Test your vocab: perguntas frequentes

Esta página ainda não foi traduzida para português. Se puder nos ajudar, por favor nos mande uma tradução de qualquer parte, e incluiremos.

Frequently Asked Questions

For details on how the test works and was put together, see the nitty-gritty details page.

In the final count, what is actually being counted as a word?

We count headword entries in a standard English dictionary. This means the standard word derivations are not counted (for example, "quickly," derived from "quick," does not count as a separate word). And while compound words are counted (like "air conditioning"), phrases and expressions are not (like "food for thought").

I want to look up the meanings of the really hard words on the test. Do I have to take the test again to see them?

We've listed the hardest words here with links to their definitions.

Why do I have to click so many checkboxes? Can't you check them all by default, and then I uncheck the words I don't know?

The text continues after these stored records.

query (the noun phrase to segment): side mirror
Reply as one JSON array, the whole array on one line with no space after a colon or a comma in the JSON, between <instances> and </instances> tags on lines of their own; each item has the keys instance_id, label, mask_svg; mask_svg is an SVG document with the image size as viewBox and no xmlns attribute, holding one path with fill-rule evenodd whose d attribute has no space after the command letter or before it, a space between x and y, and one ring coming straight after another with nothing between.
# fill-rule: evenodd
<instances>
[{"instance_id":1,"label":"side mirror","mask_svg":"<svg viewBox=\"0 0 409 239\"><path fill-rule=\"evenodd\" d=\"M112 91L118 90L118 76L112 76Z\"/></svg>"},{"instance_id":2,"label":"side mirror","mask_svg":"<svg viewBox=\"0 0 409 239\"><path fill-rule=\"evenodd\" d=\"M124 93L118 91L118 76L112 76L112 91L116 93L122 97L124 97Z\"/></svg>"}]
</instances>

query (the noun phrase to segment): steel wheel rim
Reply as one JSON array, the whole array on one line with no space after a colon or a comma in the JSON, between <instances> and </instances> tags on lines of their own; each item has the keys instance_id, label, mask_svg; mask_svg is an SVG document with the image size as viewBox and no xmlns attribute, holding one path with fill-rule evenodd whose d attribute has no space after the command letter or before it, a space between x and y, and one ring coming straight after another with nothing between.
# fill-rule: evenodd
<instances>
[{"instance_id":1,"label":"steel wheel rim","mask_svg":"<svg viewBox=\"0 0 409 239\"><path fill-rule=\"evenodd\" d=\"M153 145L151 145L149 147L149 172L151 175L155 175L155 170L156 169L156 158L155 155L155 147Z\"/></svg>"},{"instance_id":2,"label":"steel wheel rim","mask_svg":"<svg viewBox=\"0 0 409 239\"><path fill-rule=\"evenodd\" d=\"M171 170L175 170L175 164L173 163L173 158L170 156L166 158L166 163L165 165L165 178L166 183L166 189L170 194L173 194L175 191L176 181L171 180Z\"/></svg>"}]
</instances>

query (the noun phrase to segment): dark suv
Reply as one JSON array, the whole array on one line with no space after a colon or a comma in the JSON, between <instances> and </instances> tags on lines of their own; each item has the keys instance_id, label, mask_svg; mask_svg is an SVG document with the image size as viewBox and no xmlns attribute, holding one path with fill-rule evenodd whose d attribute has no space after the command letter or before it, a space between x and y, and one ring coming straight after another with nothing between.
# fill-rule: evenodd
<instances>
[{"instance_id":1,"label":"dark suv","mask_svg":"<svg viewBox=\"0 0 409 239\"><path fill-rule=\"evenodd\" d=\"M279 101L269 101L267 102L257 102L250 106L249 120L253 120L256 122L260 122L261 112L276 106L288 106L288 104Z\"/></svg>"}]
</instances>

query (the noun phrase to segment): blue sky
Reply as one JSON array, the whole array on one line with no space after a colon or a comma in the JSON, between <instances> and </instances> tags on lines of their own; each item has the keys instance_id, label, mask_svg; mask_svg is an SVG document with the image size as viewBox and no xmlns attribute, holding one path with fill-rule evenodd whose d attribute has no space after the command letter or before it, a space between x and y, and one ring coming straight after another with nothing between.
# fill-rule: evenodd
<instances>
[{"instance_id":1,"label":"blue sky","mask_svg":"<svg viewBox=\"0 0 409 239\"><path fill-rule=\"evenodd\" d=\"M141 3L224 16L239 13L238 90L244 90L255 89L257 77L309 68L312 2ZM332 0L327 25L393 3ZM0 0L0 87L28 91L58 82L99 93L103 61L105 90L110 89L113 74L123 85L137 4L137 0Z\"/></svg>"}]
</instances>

The test works in two steps. The first step contains 40 words which determine your rough level—do you have the vocabulary of a 3-year-old or a 20-year-old? Since we don't know who you are, we can't assume you'll check most of the boxes.

Then, with the approximate level determined, the second step shows around 120 words in four columns, which are selected in the general area around where we think your vocabulary level is. If we guessed perfectly, the first column should be almost entirely words you know, the last column should be almost entirely words you don't know, and the middle two columns should be a gradient between the two. If we didn't guess perfectly, we still have a good buffer to give you an accurate result.

So some users will find they check more boxes overall, and others will leave more unchecked, so we leave the default to be unchecked. Of course, if you're a linguistic genius and know all the words, then there's nothing we can do, and you'll just have to exercise your finger more!

The words seem to jump quickly from really easy to really hard. Shouldn't you have a smoother transition for more accurate measurement?

They jump from easy to hard because that's where the limit of your vocabulary is. It's not a feature of our test, it's a feature of vocabulary learning. And while it might seem to you that all the easy words are equally easy, we can assure you that other people would disagree.

Your results seem low—doesn't the average adult know more than 27,000 words?

There are many different factors that go into measuring someone's vocabulary size—for example, do you count "quick" and "quickly" as two words or just one? After all, "quickly" is just a simple and predictable derivation of "quick."

Depending on how different questions like these are decided, vocabulary tests can give widely different results. We take a conservative approach, and count the number of headwords (not derived words) which you are estimated to know in a standard dictionary. In the end, what really matters is not your absolute number, but rather your score relative to others who take the same test, no matter how the test is put together.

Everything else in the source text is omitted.